Async transaction processing

This week I continued working with the client database and integrating it closer with the rest of the node. A key integration point that was missing completely and still not implemented was state management. The core parts of the consensus do not involve state management, but transaction processing will. So I was considering various ways to process transactions and came up with an idea I’ll be pursuing that should work nicely, but is also a bit unlike most of the blockchains out there.

Block processing
#

As a recap, the way blocks are processed in the current implementation is split into several parts, which can be done concurrently. More specifically, as long as parent block headers are available, child block consensus verification can already proceed in parallel, but results will be discarded if the parent block happens to be invalid. This does waste a bit of compute in the worst-case, but massively improves performance otherwise.

Things are a bit different when it comes to state, though. The current implementation has “TODO” in place of implementation, so I had to think again how to approach it. State is much more involved than just block headers, so it is unrealistic to expect that a bunch of blocks worth of state will be downloaded during sync (though it is a possibility). At the same time, it would be really nice to have as much parallelism as possible here as well.

Another complication is that in most traditional blockchains block can only be propagated through the network once it was fully imported. This substantially increases the amount of time it takes to propagate a block and increases the probability of short-term forks.

Async transaction processing
#

I decided that a good compromise would be to split state update logically into two parts: system contracts are processed and transactions are checked for legality as part of block import, while transaction execution happens separately.

The key challenge and design constraint most blockchains face is that transactions are inherently untrusted and consume variable amounts of resources. Often, transactions specify much higher gas limit than they actually consume, which makes it harder to estimate how many of which transactions fit into the block. What makes things worse is that transactions often end up modifying the same contract and need to be executed sequentially. All this is not very friendly for parallelism and high performance.

The concurrent updates are addressed to a large degree by a novel state organization, but the rest of the issues remained unresolved until recently.

I analyzed various common reasons for why transactions are consuming less gas than the specified limit and why it is a problem. It ends up being a complex mix of various factors like business logic, non-deterministic storage access, difficulty in gas estimation, etc. I came to the conclusion that with a more powerful RISC-V based VM and less expensive transactions it might actually be okay to always consume the gas limit, avoiding refunds completely (storage was non-refundable already). If we can do that, then it should be possible to pack a full block of transactions even without executing them!

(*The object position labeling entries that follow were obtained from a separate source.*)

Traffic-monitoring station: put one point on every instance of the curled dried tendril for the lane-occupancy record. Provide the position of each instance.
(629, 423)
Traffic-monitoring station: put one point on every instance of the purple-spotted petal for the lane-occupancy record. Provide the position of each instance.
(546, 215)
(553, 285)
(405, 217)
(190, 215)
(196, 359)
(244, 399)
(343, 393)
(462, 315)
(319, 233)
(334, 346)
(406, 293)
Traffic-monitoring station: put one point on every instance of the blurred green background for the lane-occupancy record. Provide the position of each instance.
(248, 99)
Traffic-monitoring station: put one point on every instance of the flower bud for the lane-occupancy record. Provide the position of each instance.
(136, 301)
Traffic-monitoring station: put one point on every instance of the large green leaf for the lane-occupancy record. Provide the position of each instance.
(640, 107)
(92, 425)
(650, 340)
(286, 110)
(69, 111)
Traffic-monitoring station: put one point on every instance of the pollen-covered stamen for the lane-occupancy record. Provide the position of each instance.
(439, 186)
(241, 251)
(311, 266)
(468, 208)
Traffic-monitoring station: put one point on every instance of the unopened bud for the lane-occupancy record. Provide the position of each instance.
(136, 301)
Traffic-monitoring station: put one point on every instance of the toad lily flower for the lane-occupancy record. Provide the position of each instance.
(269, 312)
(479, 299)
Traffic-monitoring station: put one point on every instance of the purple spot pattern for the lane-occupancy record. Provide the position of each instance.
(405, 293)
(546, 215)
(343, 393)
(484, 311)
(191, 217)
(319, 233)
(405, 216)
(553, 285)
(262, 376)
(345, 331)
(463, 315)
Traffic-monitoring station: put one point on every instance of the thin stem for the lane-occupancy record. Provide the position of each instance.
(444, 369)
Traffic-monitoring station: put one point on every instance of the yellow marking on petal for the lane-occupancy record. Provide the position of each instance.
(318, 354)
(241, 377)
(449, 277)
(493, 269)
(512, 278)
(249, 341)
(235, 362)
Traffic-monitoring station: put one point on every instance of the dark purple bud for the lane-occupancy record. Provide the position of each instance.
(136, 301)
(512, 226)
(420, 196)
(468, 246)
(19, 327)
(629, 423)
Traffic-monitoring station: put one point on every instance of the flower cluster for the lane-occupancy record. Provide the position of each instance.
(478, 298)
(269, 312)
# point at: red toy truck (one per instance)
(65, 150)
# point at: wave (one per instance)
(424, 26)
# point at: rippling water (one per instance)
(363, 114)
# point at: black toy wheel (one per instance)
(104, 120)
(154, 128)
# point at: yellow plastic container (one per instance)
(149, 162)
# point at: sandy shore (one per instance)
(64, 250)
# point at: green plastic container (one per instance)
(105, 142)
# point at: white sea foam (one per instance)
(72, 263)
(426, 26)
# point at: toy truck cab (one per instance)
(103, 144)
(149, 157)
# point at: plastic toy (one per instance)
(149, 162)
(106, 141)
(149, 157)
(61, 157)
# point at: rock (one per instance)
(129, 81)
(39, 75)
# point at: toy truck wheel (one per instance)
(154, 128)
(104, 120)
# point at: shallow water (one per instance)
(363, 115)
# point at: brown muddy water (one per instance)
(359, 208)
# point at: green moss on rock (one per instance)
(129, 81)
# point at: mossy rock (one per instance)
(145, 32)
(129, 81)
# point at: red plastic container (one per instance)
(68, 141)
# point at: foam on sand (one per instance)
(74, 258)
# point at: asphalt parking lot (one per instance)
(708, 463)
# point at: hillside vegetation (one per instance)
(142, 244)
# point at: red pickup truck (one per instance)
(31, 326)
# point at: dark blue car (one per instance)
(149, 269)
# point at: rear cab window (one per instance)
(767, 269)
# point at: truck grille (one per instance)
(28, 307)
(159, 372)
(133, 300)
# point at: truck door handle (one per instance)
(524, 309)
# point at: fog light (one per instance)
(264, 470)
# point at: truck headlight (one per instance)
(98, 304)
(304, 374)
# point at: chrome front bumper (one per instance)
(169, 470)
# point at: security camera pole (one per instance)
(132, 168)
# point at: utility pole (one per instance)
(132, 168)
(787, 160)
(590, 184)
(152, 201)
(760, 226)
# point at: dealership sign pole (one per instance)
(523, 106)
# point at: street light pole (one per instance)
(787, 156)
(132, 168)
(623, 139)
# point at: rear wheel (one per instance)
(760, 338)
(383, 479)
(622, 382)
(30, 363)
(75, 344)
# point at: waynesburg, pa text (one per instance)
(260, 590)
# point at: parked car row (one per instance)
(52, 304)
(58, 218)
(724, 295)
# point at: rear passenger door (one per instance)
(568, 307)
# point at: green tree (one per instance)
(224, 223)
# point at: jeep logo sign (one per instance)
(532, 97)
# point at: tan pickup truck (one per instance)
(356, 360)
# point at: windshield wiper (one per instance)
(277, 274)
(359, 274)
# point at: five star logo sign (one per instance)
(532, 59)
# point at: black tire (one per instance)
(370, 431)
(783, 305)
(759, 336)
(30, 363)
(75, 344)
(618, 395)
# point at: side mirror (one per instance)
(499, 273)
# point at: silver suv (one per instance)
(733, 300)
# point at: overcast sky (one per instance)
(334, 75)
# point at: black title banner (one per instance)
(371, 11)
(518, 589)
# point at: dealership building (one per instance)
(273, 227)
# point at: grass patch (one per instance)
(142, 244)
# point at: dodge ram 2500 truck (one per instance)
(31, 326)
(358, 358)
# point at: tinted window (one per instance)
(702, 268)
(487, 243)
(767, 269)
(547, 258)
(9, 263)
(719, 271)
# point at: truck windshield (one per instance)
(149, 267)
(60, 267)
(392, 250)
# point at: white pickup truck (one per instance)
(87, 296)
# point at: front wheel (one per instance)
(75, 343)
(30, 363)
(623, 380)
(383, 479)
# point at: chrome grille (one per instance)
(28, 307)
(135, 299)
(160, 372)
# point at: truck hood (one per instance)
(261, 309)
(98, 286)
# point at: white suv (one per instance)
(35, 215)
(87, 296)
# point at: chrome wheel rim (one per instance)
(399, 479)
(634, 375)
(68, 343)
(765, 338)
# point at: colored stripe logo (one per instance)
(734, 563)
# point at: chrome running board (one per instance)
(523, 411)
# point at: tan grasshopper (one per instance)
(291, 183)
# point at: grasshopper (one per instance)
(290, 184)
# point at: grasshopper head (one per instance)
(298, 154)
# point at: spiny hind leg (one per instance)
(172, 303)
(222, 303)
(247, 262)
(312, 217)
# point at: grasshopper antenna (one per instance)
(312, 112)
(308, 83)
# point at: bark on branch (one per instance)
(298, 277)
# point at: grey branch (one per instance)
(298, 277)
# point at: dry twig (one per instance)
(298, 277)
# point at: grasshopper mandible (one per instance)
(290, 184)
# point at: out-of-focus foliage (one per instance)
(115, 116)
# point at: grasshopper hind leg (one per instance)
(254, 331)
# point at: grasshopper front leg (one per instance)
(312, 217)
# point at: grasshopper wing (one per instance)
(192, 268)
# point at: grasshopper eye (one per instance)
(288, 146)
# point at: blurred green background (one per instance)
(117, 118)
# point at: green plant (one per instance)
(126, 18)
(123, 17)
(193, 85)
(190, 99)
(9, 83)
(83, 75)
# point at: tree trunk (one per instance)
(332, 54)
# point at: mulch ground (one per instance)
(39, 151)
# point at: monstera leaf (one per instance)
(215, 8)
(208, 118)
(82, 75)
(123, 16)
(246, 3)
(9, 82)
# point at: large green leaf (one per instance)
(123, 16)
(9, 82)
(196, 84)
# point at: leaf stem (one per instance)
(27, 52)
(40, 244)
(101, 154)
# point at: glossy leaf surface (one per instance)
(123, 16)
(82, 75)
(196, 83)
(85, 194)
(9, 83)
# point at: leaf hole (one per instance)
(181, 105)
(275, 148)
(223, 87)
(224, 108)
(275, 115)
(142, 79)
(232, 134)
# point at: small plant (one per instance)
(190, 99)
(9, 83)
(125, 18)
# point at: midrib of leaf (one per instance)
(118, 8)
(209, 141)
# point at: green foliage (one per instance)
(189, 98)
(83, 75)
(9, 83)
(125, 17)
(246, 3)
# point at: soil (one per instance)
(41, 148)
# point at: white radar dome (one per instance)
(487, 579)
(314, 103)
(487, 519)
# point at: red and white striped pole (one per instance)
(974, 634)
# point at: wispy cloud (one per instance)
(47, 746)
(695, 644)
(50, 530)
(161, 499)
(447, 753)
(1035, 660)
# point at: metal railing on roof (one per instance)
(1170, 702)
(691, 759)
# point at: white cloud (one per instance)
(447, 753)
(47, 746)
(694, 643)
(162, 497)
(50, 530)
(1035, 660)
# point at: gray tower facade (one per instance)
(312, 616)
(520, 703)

Here is the proposed workflow:

Block builder calls system contracts and updates their state
Block builder runs stateless verification for all transactions and charges a full transaction fee from each that was verified successfully
- Note that this implies users should not send multiple transactions with e.g., the same nonce, which is a bit awkward design-wise, but might be acceptable since transactions are mortal and multiple nonces can be supported if necessary on the contract level
- This can be done 100% in parallel, especially with fee subtraction being a cumulative operation
State root is computed with the result of those two operations
Block is sent to the rest of the network
Block import on any node (including block builder) imports the block and starts executing transactions in it, likely in parallel
Creation or import of the next block must wait for results of the transaction execution from the parent block with another state root (post-transaction execution) included in it

Essentially, transactions are executed while the block is being propagated through the network and while the solution for the next block is being computed. This allows for almost a complete block time worth of compute for transactions rather than a small fraction of it. This kind of pipelining should positively affect both throughput and latency.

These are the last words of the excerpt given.